Interest rate products stabilized on Tuesday allowing the market to digest yesterday's swift sell-off. We warned you last week that this would be a slow news week...and it has been. The only guidance that Treasury traders seem to be relying on is the direction of equity trade. Unfortunately, thin stock volume has resulted in yesterday's questionably relentless rally and today's refusal to correct. While we have been bullish the S&P since the index made its low in the 870's we were a little surprised at the magnitude of the rally. That said, we still believe that the S&P will make its way higher, approximately to the 940 area; if this is an accurate assumption, Treasuries should find themselves retesting the May lows and slightly beyond.
Keeping bonds and notes under pressure are assumptions that the U.S. economy is showing signs of recovery.
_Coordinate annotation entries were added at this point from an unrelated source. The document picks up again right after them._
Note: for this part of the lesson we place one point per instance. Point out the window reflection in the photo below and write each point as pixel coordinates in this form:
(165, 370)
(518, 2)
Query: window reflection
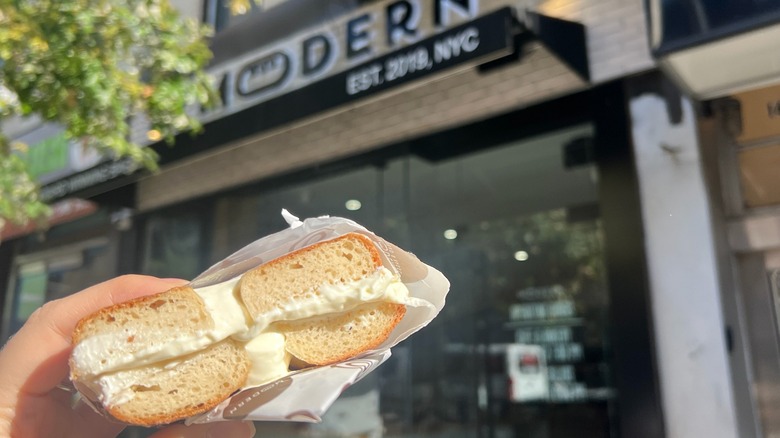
(522, 346)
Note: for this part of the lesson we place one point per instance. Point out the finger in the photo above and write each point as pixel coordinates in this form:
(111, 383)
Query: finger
(244, 429)
(42, 346)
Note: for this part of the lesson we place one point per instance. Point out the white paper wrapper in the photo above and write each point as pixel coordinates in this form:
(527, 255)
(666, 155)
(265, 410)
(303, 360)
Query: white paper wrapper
(306, 395)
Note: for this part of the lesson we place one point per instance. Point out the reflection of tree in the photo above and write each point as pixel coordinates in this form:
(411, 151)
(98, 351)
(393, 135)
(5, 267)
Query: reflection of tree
(560, 252)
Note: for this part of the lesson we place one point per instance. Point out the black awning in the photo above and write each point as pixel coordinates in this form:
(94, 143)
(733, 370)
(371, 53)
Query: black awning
(712, 48)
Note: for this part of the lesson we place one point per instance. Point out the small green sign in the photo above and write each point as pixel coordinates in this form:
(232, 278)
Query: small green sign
(48, 155)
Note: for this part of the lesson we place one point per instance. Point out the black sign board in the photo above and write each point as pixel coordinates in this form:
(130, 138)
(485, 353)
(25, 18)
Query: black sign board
(482, 39)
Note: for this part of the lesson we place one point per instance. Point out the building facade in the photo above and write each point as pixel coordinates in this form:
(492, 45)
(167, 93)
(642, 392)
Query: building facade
(532, 151)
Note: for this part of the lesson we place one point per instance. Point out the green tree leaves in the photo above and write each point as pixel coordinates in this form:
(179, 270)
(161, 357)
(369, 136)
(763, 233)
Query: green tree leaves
(91, 66)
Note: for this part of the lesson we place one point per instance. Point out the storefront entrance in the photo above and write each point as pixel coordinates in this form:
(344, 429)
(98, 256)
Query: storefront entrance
(523, 347)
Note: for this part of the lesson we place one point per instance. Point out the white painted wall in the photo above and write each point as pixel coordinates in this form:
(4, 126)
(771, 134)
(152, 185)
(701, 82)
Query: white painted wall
(689, 327)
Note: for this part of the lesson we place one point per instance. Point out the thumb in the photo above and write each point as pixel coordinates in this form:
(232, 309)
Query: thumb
(239, 429)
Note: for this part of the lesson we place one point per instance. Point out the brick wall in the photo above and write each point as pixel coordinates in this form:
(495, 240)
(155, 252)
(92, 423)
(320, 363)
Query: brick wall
(616, 46)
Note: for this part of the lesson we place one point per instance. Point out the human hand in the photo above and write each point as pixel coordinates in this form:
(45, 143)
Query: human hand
(35, 361)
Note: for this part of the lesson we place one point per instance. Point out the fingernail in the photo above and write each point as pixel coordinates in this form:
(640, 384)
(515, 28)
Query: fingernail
(231, 428)
(174, 280)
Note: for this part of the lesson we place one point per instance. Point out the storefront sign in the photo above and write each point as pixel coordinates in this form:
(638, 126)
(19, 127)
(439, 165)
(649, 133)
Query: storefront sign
(105, 171)
(759, 114)
(51, 155)
(380, 46)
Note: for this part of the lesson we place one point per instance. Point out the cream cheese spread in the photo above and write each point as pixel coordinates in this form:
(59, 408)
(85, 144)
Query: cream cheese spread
(114, 376)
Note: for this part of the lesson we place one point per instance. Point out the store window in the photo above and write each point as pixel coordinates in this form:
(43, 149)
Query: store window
(48, 275)
(522, 347)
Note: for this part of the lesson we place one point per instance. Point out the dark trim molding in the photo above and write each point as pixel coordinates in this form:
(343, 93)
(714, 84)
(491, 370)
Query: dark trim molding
(640, 413)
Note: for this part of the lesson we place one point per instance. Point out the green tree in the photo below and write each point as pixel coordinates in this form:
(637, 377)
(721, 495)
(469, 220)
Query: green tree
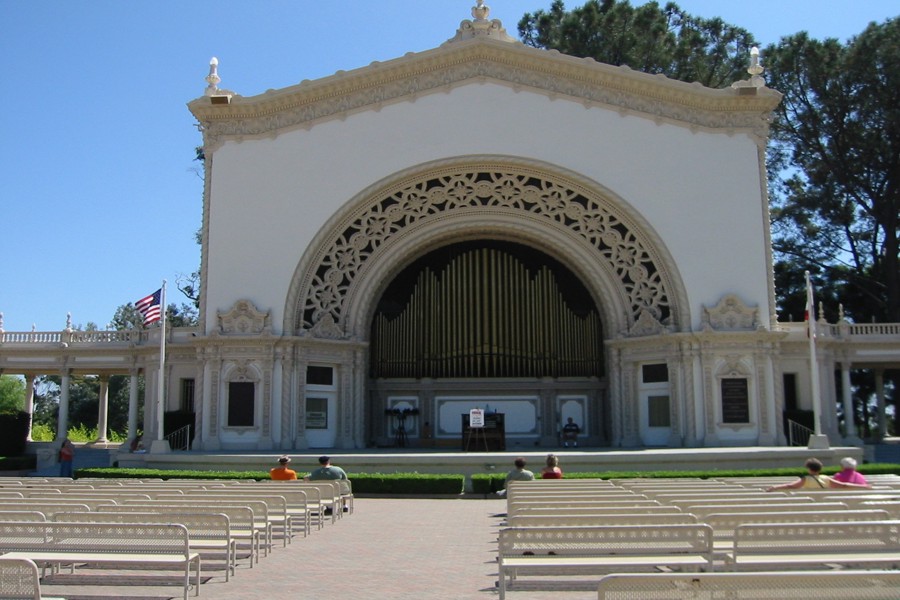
(834, 166)
(12, 394)
(647, 38)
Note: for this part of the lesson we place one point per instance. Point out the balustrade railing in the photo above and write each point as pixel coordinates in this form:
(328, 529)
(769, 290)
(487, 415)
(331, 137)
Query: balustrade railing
(123, 336)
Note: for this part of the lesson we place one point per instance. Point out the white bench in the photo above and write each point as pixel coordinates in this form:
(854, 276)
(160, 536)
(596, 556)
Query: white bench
(275, 511)
(206, 531)
(57, 544)
(650, 509)
(244, 531)
(597, 550)
(261, 527)
(20, 580)
(525, 505)
(724, 524)
(761, 545)
(797, 585)
(649, 519)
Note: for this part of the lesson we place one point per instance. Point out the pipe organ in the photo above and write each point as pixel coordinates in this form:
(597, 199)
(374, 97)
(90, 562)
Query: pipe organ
(486, 313)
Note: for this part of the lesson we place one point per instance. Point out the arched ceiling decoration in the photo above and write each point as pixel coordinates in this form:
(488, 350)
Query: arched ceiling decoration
(322, 288)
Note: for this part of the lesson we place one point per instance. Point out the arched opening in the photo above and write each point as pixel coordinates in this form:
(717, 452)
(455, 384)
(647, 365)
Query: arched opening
(486, 309)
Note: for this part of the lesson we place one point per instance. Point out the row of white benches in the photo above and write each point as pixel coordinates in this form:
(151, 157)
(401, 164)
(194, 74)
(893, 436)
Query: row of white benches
(599, 526)
(168, 524)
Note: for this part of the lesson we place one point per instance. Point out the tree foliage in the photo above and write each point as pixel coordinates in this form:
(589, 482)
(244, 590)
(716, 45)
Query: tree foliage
(834, 165)
(647, 38)
(12, 394)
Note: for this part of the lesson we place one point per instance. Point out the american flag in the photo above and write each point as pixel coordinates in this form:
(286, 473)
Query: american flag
(149, 307)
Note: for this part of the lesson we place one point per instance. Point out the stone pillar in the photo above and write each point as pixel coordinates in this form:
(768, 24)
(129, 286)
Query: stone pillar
(103, 410)
(29, 402)
(62, 419)
(879, 398)
(132, 404)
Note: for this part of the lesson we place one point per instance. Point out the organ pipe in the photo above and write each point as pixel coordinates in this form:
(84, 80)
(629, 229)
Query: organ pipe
(486, 314)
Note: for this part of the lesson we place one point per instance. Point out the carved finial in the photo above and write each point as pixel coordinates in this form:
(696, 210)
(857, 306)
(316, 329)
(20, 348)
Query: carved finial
(213, 78)
(755, 70)
(481, 26)
(480, 12)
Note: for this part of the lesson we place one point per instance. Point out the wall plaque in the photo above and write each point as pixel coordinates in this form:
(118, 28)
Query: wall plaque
(735, 400)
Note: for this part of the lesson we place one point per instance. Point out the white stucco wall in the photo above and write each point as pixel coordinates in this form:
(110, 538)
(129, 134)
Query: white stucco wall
(700, 191)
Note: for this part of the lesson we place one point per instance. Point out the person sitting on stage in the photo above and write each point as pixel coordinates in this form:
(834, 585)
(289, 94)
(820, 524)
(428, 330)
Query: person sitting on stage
(570, 433)
(520, 473)
(814, 480)
(282, 472)
(849, 474)
(552, 470)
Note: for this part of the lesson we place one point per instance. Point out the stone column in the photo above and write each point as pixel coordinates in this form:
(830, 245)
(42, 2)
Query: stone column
(103, 410)
(62, 419)
(132, 405)
(879, 398)
(29, 402)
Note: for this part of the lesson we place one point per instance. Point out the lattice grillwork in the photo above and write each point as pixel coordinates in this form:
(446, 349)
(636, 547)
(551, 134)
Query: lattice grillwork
(499, 191)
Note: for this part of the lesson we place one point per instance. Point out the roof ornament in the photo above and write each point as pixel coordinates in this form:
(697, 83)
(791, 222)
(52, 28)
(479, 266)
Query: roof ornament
(213, 78)
(216, 95)
(480, 26)
(756, 81)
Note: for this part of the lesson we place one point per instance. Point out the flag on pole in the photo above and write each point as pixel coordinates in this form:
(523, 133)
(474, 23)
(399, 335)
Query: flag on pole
(150, 307)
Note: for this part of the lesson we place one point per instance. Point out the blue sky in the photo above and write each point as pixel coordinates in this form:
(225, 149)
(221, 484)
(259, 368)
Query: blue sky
(99, 194)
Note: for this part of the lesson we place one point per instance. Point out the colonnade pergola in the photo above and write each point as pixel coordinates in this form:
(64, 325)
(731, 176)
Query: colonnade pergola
(842, 348)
The newest evidence supporting this theory is a statement made by Gary Stern, President of the Minneapolis Fed; As we get into the middle of 2010 and beyond, I would expect to see a resumption of healthy growth. He also downplayed the role of deflation, To date, there is scant evidence of deflation in so-called core measures of inflation. He added, If economic growth resumes in the United States as I expect, the threat of deflation should diminish commensurately.
Additionally, while the Fed has taken a breather when it comes to note issuance, corporations have not. Barclays is looking to sell at least $500 million in non-guaranteed 10-year notes and Verizon issued nearly $4 billion in various 2-year instruments.
We are going to stick with our original call for now...We think that the T-bond could see 119'08 and maybe even the mid'118's before finding buyers. Note traders should look for support near 119'11 and again at 119. The first area of support for the 5-year note futures looks to be near 116'21 with 116'01 being significant support.